Mount Kilimanjaro is the crown of Tanzania. It’s the highest peak on the African continent and the tallest free-standing mountain in the world, with an impressive snow-capped summit. It rises high above the open African plains in Tanzania to an imperious 5,895 metres (19,336 feet). Hiking on the ‘rooftop of Africa’ is the adventure of a lifetime for a lot of visitors.
Climbing Mount Kilimanjaro is the highlight of most visitors’ experiences in Tanzania. The ascent of the slopes is a virtual climatic world tour, from the tropics to the Arctic. There are several different routes including Marangu, the easiest climb and therefore the most popular, Machame, Lemosho, Rongai and Umbwe. The shortest routes are 5-6 days. The longest ones are 7-9 days. If paced well, everyone from trained mountain climbers to first-time enthusiasts can scale the snowy peak.

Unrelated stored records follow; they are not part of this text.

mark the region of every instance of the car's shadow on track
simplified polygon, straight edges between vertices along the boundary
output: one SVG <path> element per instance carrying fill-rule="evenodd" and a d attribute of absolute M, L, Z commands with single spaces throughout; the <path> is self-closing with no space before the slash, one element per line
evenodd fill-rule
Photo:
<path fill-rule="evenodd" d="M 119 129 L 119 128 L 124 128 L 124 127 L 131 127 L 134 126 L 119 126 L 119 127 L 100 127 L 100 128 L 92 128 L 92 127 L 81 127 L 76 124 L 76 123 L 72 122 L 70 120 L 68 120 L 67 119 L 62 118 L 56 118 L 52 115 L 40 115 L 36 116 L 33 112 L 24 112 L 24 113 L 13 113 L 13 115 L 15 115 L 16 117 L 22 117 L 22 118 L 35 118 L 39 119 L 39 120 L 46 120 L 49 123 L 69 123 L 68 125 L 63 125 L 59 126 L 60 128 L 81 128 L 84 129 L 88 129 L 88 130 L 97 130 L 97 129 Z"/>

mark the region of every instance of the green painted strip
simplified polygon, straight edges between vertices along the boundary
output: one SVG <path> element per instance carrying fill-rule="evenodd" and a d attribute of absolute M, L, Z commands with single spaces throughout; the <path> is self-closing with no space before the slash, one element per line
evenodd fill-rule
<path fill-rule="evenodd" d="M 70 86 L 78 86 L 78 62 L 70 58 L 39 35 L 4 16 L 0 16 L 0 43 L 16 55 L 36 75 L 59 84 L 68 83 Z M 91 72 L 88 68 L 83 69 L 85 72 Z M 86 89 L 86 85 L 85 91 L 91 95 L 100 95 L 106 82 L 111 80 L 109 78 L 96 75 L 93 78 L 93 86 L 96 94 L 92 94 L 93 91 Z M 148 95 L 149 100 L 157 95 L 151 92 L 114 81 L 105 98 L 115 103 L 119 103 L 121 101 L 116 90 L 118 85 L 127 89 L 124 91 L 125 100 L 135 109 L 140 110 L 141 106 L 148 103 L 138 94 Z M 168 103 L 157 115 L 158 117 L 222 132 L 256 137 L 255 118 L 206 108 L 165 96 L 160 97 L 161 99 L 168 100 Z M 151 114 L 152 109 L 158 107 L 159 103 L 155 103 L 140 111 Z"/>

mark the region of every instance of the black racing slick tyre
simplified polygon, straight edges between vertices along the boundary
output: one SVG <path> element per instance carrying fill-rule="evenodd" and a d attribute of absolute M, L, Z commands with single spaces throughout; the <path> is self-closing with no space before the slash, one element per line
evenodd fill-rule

Enjoy the the breathtaking views of Amboseli National Park in Kenya, the Rift Valley, and the Masaai Steppe. Hiking on the ‘rooftop of Africa’ is the adventure of a lifetime. There is no better feeling than standing on the top of the Kilimanjaro watching the stunning sunrise over the African plains.
Kilimanjaro is a giant dormant volcano that began forming a million years ago when lava spilled from the Rift Valley zone. It is composed of three distinct volcanic cones: Kibo 19,340 feet (5,895 meters); Mawenzi 16,896 feet (5,149 meters); and Shira 13,000 feet (3,962 meters). Uhuru Peak is the highest summit on Kibo’s crater rim. Although just three degrees south of the Equator, the peaks of both Kibo and Mawenzi have permanent caps of snow and ice.
“Kilimanjaro” means “Mountain of Whiteness” or “Shining Mountain,” according to most linguists and etymologists who study the origins of local words. The name is a combination of two languages (“Kilima” means mountain in Swahili and “Njaro” means shining/whiteness in Chagga).